Stare pocztówki, książki, płyty, różnorodne antyki – to wszystko i znacznie więcej można kupić na Flohmarktach, czyli pchlich targach organizowanych co jakiś czas w największym mieście nad Odrą.
Taniej już tylko na targowiskach? Okazuje się, że tak! Rynek staroci w naszych zachodnich sąsiadów jest o wiele bardziej bogatszy niż u nas. Ta obfitość przekłada się na ceny, które są niezwykle atrakcyjne. W Berlinie dobrej jakości antyki z XIX wieku można kupić już za kilkadziesiąt euro. Równie tanie są na przykład stare meble, które co prawda wymagają odnowienia, ale później prezentują się naprawdę imponująco.

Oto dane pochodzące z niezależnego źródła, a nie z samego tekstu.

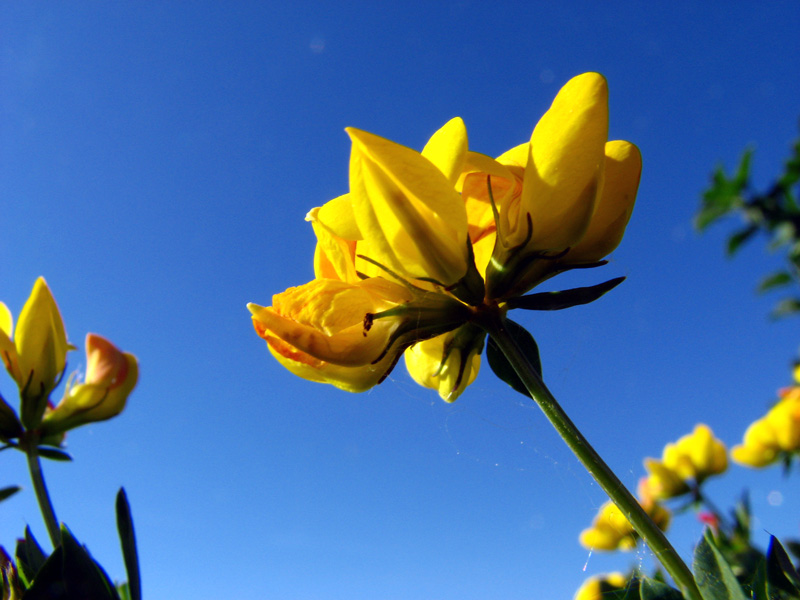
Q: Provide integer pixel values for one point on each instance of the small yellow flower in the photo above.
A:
(37, 356)
(111, 376)
(776, 433)
(350, 334)
(611, 530)
(598, 587)
(689, 461)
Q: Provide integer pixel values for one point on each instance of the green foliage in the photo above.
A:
(774, 212)
(499, 363)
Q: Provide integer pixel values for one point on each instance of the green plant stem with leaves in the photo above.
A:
(30, 446)
(494, 324)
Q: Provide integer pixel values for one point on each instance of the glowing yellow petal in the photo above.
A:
(623, 167)
(447, 149)
(407, 209)
(565, 164)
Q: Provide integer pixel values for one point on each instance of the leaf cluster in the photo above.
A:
(69, 572)
(774, 213)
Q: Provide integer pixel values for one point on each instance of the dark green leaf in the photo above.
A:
(499, 363)
(713, 574)
(650, 589)
(781, 573)
(777, 279)
(739, 238)
(8, 491)
(786, 308)
(53, 454)
(564, 298)
(30, 557)
(127, 538)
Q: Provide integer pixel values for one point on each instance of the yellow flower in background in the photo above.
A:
(597, 587)
(37, 356)
(772, 436)
(447, 363)
(689, 461)
(111, 376)
(611, 530)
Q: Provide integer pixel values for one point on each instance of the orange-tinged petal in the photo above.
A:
(564, 167)
(408, 211)
(111, 376)
(323, 320)
(623, 168)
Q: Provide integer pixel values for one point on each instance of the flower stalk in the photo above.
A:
(42, 496)
(493, 323)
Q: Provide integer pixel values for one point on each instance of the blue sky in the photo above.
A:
(156, 163)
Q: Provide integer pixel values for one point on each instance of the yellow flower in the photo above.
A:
(349, 334)
(447, 363)
(37, 356)
(407, 210)
(111, 375)
(598, 587)
(546, 191)
(692, 459)
(611, 530)
(773, 435)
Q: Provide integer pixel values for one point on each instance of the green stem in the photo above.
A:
(45, 505)
(597, 468)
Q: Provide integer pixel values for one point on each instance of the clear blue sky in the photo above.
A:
(156, 163)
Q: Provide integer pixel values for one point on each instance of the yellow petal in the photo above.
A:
(407, 210)
(447, 149)
(444, 364)
(623, 167)
(111, 376)
(565, 165)
(8, 350)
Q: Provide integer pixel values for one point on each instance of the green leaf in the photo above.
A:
(127, 538)
(713, 574)
(739, 238)
(564, 298)
(785, 308)
(53, 454)
(8, 491)
(650, 589)
(30, 558)
(775, 280)
(499, 363)
(781, 573)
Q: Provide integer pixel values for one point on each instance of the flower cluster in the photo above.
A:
(774, 436)
(685, 464)
(35, 355)
(611, 530)
(426, 243)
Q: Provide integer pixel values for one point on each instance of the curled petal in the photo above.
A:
(111, 376)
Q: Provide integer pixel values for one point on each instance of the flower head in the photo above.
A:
(774, 435)
(430, 242)
(689, 461)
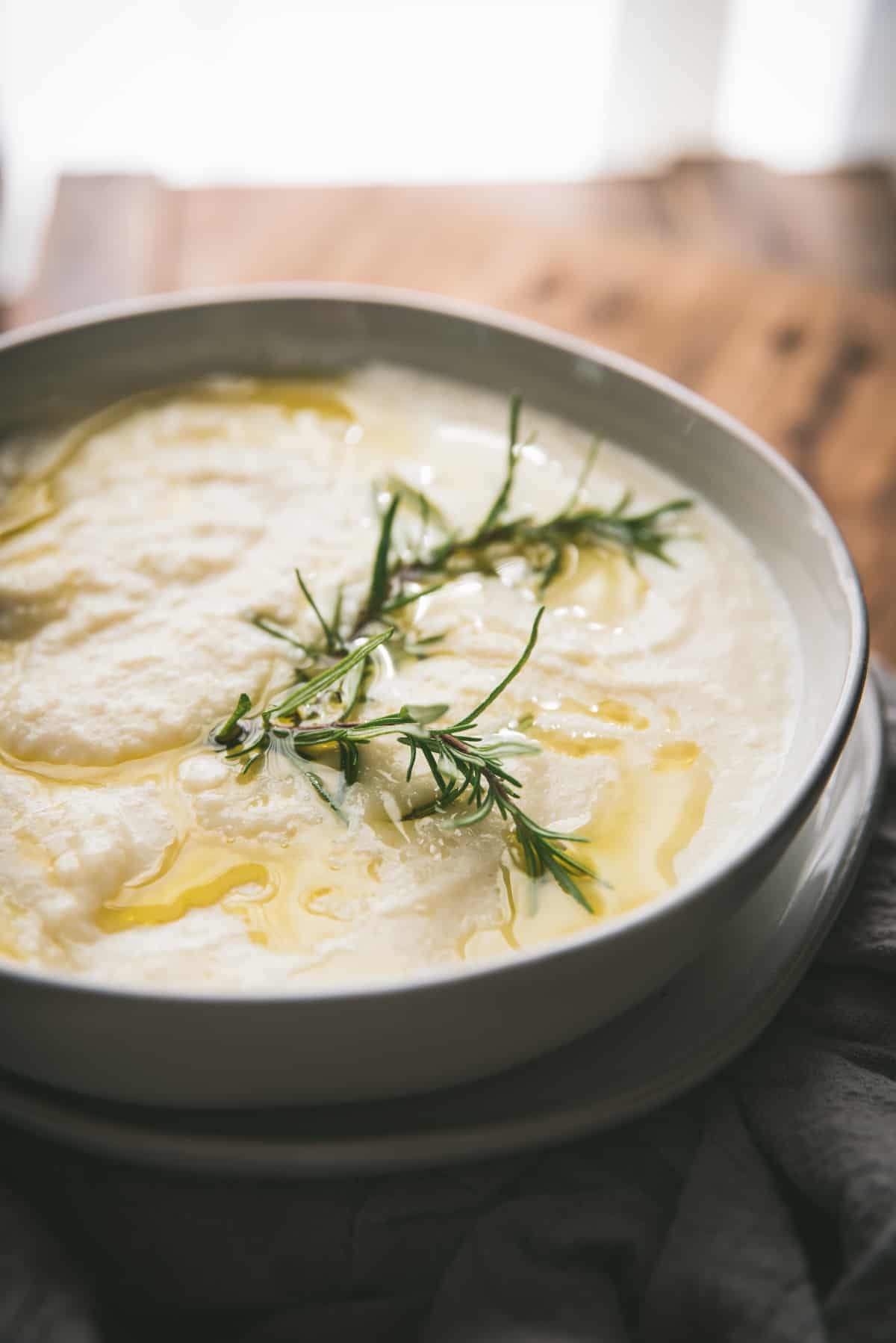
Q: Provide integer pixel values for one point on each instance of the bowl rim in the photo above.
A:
(786, 816)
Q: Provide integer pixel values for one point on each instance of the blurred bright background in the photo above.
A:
(429, 92)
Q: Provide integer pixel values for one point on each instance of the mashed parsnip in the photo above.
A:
(134, 548)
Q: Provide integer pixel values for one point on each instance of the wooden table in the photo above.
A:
(808, 363)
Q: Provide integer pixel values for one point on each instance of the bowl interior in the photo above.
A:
(70, 370)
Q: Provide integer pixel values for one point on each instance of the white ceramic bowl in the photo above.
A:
(438, 1028)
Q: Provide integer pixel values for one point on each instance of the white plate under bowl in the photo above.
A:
(706, 1016)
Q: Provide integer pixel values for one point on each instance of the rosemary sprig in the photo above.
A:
(541, 545)
(469, 770)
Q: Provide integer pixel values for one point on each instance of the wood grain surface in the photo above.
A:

Oprócz klasycznych targowisk z antykami, warto odwiedzić też miejsca, gdzie wystawiane na sprzedaż są rozmaite rzeczy używane. Można nabyć tam dosłownie wszystko, od artykułów gospodarstwa domowego, przez odzież, meble, elektronikę, aż po książki i obrazy. Towary te pochodzą głownie z mieszkań po zmarłych. Gdy właściciele umierają, najbliżsi wystawiają na sprzedaż całe wyposażenie lokalu. W ten oto sposób można za bezcen umeblować sobie na przykład salon.
Dużym zainteresowaniem w Niemczech cieszą się również tak zwane „wystawki”
(po niemiecku – Spermüll), czyli wszystko za darmo. Chodzi tu o różne, niepotrzebne przedmioty wystawiane w określonym dniu przez właścicieli posesji przed domem lub na chodniku. Łowcy okazji znajdą tam na przykład meble w idealnym stanie, lodówki, telewizory oraz sprzęt sportowy.
Informacje o terminach targów staroci oraz “wystawek” można znaleźć w regionalnej prasie, na stronach internetowych urzędów gmin i miast oraz na wyspecjalizowanych stronach internetowych. Warto się pośpieszyć, bo najatrakcyjniejsze przedmioty szybko znikają, więc kto pierwszy ten lepszy.